[ GLOSSARY ]

Head-based vs tail-based trace sampling

QUICK ANSWER

What's the difference between head-based and tail-based sampling?

Head-based sampling decides to keep a trace before the trace completes — usually a random % per trace ID. Cheap, simple, but you throw away traces without knowing whether they were interesting. Tail-based sampling buffers the whole trace and decides after it finishes — you can keep every error and every slow trace while sampling normal ones. Smarter but operationally heavier.

Updated · 2026-04-13

Why sample at all

A fully-instrumented request generates 5-20 spans. At 1,000 req/s that's 10M-20M spans/day. At ~1 KB per span that's 10-20 GB/day, before retention. Storage adds up quickly. Sampling trades data volume for cost.

Head-based sampling

Decide at the root span.
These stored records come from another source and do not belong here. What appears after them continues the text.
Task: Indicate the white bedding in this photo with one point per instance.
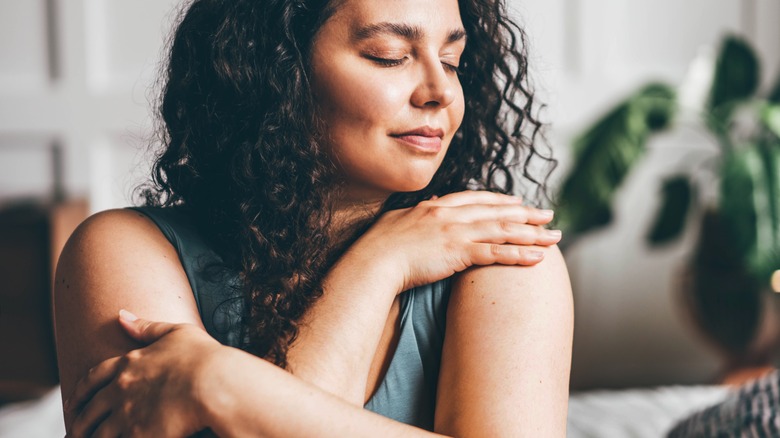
(634, 413)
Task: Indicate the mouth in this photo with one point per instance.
(424, 139)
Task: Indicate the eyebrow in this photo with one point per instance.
(406, 31)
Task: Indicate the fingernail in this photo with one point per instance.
(127, 316)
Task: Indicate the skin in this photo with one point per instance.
(374, 81)
(183, 381)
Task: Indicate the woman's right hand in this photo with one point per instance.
(437, 238)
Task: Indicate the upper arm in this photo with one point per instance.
(507, 351)
(115, 260)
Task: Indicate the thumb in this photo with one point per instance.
(143, 330)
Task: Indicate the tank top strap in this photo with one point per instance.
(215, 286)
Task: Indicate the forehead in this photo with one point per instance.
(431, 16)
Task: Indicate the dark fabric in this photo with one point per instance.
(408, 391)
(751, 411)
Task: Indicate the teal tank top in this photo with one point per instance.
(408, 391)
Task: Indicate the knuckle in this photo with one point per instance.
(436, 212)
(496, 249)
(133, 355)
(124, 381)
(449, 228)
(506, 227)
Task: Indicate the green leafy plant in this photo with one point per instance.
(739, 231)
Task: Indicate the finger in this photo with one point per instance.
(492, 253)
(506, 212)
(143, 330)
(510, 232)
(475, 197)
(94, 413)
(97, 377)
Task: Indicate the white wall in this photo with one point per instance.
(78, 73)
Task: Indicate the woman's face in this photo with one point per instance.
(384, 76)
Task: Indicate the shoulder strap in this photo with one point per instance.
(216, 287)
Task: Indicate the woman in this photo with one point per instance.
(317, 161)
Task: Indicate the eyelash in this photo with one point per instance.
(385, 62)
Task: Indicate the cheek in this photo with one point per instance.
(352, 98)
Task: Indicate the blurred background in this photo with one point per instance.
(77, 81)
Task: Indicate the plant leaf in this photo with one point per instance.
(605, 153)
(677, 195)
(724, 296)
(774, 95)
(737, 73)
(750, 205)
(770, 117)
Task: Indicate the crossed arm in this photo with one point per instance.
(504, 368)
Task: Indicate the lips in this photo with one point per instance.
(424, 139)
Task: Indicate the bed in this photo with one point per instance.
(632, 413)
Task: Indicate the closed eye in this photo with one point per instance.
(452, 68)
(386, 62)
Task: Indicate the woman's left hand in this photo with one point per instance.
(152, 391)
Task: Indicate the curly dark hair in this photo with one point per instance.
(241, 150)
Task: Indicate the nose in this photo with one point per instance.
(436, 87)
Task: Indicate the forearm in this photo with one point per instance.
(255, 398)
(339, 335)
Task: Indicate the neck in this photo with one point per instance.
(348, 213)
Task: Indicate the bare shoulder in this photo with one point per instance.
(519, 320)
(548, 281)
(117, 259)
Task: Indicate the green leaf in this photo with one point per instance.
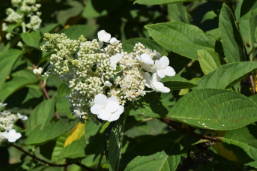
(243, 143)
(226, 75)
(159, 155)
(214, 109)
(230, 36)
(48, 28)
(177, 82)
(14, 85)
(41, 115)
(181, 38)
(74, 150)
(178, 12)
(208, 60)
(128, 45)
(31, 39)
(50, 131)
(7, 59)
(151, 105)
(116, 142)
(75, 10)
(248, 15)
(74, 32)
(158, 2)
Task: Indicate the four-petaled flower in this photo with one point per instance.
(103, 36)
(12, 135)
(163, 67)
(22, 117)
(147, 62)
(107, 109)
(115, 59)
(153, 83)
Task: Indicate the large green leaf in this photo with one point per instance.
(162, 155)
(128, 45)
(243, 143)
(7, 59)
(226, 75)
(41, 115)
(248, 15)
(74, 32)
(31, 39)
(116, 142)
(50, 131)
(177, 82)
(181, 38)
(230, 36)
(157, 2)
(178, 12)
(208, 60)
(214, 109)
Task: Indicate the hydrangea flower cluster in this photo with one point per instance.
(16, 18)
(102, 76)
(7, 120)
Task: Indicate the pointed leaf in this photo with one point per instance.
(177, 82)
(41, 115)
(208, 60)
(162, 155)
(214, 109)
(181, 38)
(230, 36)
(226, 75)
(158, 2)
(7, 59)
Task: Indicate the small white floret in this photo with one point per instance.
(107, 109)
(12, 135)
(163, 67)
(38, 71)
(115, 59)
(103, 36)
(22, 117)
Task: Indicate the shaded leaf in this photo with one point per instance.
(226, 75)
(181, 38)
(214, 109)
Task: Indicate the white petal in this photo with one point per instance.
(114, 118)
(100, 99)
(119, 111)
(104, 115)
(158, 64)
(96, 109)
(165, 61)
(169, 71)
(147, 79)
(164, 90)
(147, 59)
(160, 73)
(155, 78)
(112, 106)
(106, 37)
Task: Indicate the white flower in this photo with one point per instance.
(147, 62)
(156, 54)
(3, 104)
(38, 71)
(163, 67)
(107, 109)
(115, 59)
(103, 36)
(114, 41)
(22, 117)
(155, 84)
(12, 135)
(107, 84)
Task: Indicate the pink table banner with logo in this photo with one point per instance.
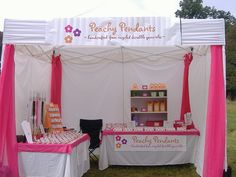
(150, 143)
(123, 146)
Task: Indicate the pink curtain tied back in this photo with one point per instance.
(214, 154)
(56, 80)
(185, 106)
(8, 144)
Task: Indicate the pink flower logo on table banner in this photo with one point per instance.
(69, 32)
(68, 28)
(118, 138)
(68, 39)
(124, 141)
(118, 145)
(76, 32)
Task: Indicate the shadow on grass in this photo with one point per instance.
(142, 171)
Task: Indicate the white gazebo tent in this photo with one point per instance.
(103, 57)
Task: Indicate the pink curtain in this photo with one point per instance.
(8, 144)
(56, 78)
(216, 118)
(185, 106)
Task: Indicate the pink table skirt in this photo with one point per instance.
(187, 132)
(54, 148)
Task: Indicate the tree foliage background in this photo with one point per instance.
(194, 9)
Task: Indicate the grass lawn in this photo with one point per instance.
(175, 170)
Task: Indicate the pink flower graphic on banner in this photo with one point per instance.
(124, 141)
(68, 39)
(118, 145)
(76, 32)
(68, 29)
(118, 138)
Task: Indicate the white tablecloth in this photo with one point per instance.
(43, 164)
(108, 155)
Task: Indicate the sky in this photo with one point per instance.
(49, 9)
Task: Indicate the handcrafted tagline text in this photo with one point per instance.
(123, 27)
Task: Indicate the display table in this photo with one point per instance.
(57, 160)
(147, 147)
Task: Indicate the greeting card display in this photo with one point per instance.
(53, 121)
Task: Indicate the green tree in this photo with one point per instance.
(193, 9)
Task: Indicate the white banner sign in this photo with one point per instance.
(112, 31)
(150, 143)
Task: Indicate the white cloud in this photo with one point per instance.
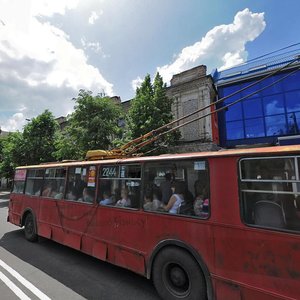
(93, 46)
(136, 83)
(94, 17)
(50, 7)
(40, 67)
(222, 47)
(16, 122)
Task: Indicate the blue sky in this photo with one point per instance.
(49, 49)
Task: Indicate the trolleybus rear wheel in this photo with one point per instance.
(30, 228)
(177, 275)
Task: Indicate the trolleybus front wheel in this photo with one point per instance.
(177, 275)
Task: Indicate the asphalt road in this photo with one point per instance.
(47, 270)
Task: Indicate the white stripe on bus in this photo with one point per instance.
(24, 281)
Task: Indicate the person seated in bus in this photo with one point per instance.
(165, 188)
(201, 204)
(175, 201)
(151, 200)
(88, 195)
(47, 190)
(125, 200)
(147, 200)
(71, 195)
(107, 199)
(60, 193)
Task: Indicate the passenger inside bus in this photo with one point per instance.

A deterministic hash of the trace ID lets distributed services agree on the same decision — a trace either lives or dies across every service it touches.

OpenTelemetry head sampler (PHP)

php
use OpenTelemetry\SDK\Trace\Sampler\TraceIdRatioBasedSampler;
use OpenTelemetry\SDK\Trace\TracerProvider;

$sampler = new TraceIdRatioBasedSampler(0.1); // keep 10%

$tracerProvider = TracerProvider::builder()
    ->setSampler($sampler)
    ->build();

Pros: cheap (no buffering), works cross-service, zero operational complexity. Cons: you throw away traces before knowing whether they were errors or slow. 99% of your interesting traces are in the 10% you're statistically likely to have sampled out.

Tail-based sampling

Buffer every span for some window (usually 30-60 seconds, keyed by trace ID). When the trace completes, apply rules to decide whether to keep it.

OTel Collector tail sampling config

yaml
processors:
  tail_sampling:
    decision_wait: 30s
    num_traces: 50000
    policies:
      - name: errors-always
        type: status_code
        status_code:
          status_codes: [ERROR]
      - name: slow-always
        type: latency
        latency:
          threshold_ms: 1000
      - name: sample-normal
        type: probabilistic
        probabilistic:
          sampling_percentage: 10

Pros: keep all errors, keep all slow traces, sample the rest. Much better data quality per dollar. Cons: you need a Collector cluster with enough memory to buffer all in-flight traces. Operational complexity.

Hybrid approach

Many production systems combine both: head-sample at 100% (keep everything) through a Collector that then applies tail rules. The head-sampler stops being a sampler and becomes a pass-through; the tail rules do the actual filtering.

The NightOwl approach

NightOwl doesn't sample by default. At typical Laravel volumes (1-10K req/s) storing everything in PostgreSQL is cheap, and the full dataset matters for debugging rare issues. At high volumes where storage cost matters, configure sampling at the agent level — the Nightwatch package supports it via its nightwatch.sample_rate config key.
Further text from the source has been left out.